The gates swung open, and a low-slung sports car shot out of the driveway. Maeve sank down in her seat and watched as it drove off, kicking up gravel and dust in its wake. The gates swung closed slowly, and the house went back to being just another silent architectural monstrosity set in a beautiful landscape, cold and quiet and dark.

She was tapping the steering wheel, thinking about what she might want to do next, when a late-model sedan pulled up to the gates, the driver speaking into the microphone and gaining access to the house. She scrolled through her phone, checking the local news station app for any new developments in the case, and hit the jackpot as a headline popped up saying that Charles Connors was in the process of preparing a statement to the media about Taylor Dvorak.

As she drove away, she passed a news van on its way toward the house, the people inside the vehicle, she suspected, readying themselves for any additional coverage that might be needed.

Maeve had an hour before she was to meet Chris for a drink at a local restaurant, one not unlike the Italian place she had taken Rebecca three nights earlier.

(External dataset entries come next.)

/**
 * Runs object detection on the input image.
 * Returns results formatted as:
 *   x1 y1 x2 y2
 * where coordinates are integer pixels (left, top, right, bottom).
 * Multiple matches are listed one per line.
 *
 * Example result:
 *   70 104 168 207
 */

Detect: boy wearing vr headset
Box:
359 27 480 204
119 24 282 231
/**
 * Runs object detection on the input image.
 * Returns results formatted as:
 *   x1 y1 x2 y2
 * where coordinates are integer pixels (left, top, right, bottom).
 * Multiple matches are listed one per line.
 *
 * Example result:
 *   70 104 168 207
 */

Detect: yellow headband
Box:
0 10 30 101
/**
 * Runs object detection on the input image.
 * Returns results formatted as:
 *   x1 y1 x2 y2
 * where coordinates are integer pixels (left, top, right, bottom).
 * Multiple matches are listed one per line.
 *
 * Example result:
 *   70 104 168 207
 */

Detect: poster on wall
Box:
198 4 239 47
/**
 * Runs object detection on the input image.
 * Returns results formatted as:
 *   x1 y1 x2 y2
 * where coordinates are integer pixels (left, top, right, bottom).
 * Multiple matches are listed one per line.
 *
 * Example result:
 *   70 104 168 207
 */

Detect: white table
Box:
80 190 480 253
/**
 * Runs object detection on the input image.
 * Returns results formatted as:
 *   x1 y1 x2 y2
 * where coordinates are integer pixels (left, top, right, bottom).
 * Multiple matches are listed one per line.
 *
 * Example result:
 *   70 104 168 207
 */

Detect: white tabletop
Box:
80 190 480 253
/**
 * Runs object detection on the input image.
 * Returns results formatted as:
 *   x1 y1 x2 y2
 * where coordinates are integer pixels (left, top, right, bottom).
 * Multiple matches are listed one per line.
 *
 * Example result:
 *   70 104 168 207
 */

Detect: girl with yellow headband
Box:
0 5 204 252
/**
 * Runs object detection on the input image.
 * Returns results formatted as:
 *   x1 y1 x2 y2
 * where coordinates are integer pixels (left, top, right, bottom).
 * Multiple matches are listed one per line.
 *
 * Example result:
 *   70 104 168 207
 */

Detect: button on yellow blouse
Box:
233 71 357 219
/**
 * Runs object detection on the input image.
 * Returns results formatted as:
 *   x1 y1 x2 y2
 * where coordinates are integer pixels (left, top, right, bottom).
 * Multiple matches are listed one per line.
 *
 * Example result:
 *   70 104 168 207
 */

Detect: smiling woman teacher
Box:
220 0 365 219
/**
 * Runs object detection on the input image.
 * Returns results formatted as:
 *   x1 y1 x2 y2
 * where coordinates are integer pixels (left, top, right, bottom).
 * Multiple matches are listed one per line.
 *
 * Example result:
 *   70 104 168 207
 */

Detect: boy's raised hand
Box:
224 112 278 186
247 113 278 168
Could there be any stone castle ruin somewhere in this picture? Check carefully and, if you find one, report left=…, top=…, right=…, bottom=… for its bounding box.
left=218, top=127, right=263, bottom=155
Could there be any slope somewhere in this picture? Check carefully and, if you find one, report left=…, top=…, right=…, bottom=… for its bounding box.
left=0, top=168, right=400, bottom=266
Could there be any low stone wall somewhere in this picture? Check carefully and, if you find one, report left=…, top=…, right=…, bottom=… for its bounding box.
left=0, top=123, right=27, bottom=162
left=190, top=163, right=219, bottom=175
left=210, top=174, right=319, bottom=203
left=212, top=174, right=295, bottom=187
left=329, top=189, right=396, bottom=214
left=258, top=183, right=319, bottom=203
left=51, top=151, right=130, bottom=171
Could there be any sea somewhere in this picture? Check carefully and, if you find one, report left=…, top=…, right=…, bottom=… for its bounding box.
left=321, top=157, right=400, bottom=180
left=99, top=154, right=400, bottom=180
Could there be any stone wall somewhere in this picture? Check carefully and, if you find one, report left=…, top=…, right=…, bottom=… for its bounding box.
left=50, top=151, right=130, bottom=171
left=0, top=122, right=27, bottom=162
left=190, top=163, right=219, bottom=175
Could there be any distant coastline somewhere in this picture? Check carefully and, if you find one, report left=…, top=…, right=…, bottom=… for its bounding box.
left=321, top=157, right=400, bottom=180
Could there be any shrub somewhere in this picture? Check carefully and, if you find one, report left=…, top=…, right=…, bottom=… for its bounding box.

She went home and put on the television, pouring herself a glass of wine while she waited for the meteorologist to finish talking about the impending thunderstorm. She settled in on the couch to watch the report on Charles Connors's statement.

The reporter, now standing in front of the Connors home, read the short statement. Yes, Charles Connors was Taylor Dvorak's father, something that he hadn't admitted publicly up until this point. A brief affair with his former housecleaner, Trish Dvorak, had transpired many years prior, and a settlement had been reached upon Taylor's birth for her care. He appreciated the village granting his family privacy during this difficult time and said it would be the last he spoke on the subject.

Maeve put the glass on the coffee table and stared at the television. The phone rang and she picked it up, still stunned.

“Can you believe that?” Jo asked.

“You saw the news?”

“You'd better believe it. You weren't kidding when you said this village had secrets.” Maeve heard Jo soothing the baby. “‘Grant the family privacy'? There's a girl missing. You've got no privacy anymore, buddy.”

“Something tells me this only scratches the surface of the secrets here,” Maeve said.

“Well, ask your buddy Larsson when you go out tonight. See what you can get out of him. This is the most exciting thing that's happened since Jack's umbilical cord fell off,” Jo said before hanging up.

Chris was already at the bar when she arrived a half hour later, a glass of wine waiting for her. She touched it to his pint glass, even though he didn't look like he was in the mood to celebrate.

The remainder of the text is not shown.